The images are shown as a continuous film that changes depending on what the viewer reacts to in a positive manner. Positive reactions bring up related images, which is supposed to help divine the viewer’s car-design preferences. The app’s judgments come from an algorithm that’s backed by what Bentley calls the “world’s largest emotion data repository.” It includes 3.4 million faces analyzed in 75 countries, adding up to more than 12 billion “emotional data points.”
The results form a starting point in the car-configuration process, Bentley says.

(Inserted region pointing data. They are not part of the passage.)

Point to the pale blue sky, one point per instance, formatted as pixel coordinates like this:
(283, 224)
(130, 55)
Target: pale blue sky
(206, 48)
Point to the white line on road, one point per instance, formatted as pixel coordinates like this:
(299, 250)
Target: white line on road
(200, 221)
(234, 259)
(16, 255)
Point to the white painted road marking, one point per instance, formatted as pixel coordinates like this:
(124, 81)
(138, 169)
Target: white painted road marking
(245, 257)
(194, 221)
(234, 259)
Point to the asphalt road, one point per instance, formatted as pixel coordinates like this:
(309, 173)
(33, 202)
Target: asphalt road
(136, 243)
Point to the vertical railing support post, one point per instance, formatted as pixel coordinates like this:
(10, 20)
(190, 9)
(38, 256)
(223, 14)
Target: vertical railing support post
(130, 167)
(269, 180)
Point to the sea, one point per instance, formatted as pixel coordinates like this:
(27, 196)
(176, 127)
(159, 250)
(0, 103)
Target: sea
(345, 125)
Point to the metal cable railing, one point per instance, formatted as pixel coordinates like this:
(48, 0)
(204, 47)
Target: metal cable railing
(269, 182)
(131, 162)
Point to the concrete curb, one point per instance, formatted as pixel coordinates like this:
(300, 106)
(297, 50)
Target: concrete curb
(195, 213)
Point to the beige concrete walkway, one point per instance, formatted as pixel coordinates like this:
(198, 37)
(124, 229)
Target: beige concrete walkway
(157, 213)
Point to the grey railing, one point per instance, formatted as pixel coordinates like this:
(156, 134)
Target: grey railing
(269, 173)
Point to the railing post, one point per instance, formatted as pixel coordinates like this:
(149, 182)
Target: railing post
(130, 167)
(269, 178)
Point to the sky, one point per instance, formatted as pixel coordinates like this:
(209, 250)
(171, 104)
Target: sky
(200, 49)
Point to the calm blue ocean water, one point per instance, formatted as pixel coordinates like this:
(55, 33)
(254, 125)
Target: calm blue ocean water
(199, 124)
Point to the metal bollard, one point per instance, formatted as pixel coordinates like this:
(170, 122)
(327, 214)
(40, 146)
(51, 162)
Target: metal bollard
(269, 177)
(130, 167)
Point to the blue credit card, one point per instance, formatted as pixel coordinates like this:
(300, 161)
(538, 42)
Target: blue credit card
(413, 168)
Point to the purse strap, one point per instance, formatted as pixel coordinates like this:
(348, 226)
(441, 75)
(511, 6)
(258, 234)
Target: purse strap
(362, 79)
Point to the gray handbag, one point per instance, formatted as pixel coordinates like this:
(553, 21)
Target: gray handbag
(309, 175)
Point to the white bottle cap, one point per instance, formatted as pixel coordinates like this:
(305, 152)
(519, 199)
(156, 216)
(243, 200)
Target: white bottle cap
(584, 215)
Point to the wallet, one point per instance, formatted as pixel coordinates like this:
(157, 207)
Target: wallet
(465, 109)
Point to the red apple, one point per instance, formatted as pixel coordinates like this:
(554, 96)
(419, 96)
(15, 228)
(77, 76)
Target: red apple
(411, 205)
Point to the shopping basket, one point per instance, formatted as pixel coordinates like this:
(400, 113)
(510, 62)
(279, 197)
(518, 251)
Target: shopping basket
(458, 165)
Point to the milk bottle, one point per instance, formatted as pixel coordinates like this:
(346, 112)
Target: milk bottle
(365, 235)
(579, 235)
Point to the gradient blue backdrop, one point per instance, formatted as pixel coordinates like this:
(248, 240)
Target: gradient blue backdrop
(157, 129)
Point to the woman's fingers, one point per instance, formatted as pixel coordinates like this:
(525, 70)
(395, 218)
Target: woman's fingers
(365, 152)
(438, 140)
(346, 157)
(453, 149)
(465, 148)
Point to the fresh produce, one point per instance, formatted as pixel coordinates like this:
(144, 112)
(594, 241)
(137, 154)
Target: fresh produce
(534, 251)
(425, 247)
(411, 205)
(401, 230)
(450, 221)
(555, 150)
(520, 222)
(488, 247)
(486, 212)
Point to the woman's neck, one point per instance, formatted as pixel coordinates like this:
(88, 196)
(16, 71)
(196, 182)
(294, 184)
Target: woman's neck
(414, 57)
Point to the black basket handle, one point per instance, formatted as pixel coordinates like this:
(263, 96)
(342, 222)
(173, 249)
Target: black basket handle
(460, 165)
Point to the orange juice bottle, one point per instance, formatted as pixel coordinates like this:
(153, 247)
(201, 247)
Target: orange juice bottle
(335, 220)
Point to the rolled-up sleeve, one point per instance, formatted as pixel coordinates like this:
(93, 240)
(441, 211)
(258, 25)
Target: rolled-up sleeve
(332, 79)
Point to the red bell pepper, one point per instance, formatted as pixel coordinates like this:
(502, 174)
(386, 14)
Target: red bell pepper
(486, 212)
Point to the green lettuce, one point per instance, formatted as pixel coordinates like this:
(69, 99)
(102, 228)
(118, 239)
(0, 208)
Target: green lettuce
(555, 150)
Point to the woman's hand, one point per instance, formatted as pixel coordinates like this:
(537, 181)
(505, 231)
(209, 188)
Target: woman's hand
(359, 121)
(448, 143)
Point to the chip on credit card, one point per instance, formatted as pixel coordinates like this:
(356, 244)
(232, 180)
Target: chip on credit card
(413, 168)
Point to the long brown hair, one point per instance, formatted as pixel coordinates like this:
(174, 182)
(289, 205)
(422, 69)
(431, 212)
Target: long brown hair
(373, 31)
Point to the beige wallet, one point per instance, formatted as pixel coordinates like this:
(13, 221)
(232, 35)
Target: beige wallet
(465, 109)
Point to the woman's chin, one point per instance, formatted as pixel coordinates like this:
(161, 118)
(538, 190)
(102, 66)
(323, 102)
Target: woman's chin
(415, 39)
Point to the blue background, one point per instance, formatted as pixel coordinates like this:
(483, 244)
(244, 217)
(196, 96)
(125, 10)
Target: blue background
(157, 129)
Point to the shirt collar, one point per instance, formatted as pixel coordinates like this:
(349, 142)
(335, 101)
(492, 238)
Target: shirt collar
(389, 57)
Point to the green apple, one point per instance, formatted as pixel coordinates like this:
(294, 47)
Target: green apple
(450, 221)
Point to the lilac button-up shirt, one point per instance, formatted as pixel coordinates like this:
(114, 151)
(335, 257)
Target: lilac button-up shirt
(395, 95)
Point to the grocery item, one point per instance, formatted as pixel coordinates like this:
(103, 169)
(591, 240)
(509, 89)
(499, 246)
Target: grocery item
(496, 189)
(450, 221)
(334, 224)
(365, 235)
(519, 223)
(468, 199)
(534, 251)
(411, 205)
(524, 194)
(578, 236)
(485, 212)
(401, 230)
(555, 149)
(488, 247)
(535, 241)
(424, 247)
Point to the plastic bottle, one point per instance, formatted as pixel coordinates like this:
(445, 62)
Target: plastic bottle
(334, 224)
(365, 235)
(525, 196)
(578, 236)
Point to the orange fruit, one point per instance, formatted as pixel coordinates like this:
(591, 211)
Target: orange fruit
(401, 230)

The images are tied to different features and trim options, and the idea seems to be that this allows users to register a more emotionally-resonant response than they would normally get looking at color swatches.
The Inspirator app is only available for the new Bentayga SUV right now, although Bentley plans to let customers use it with other models eventually. Bentley’s first production SUV, it will start wafting into customer driveways next year, at a cost somewhere north of $200,000.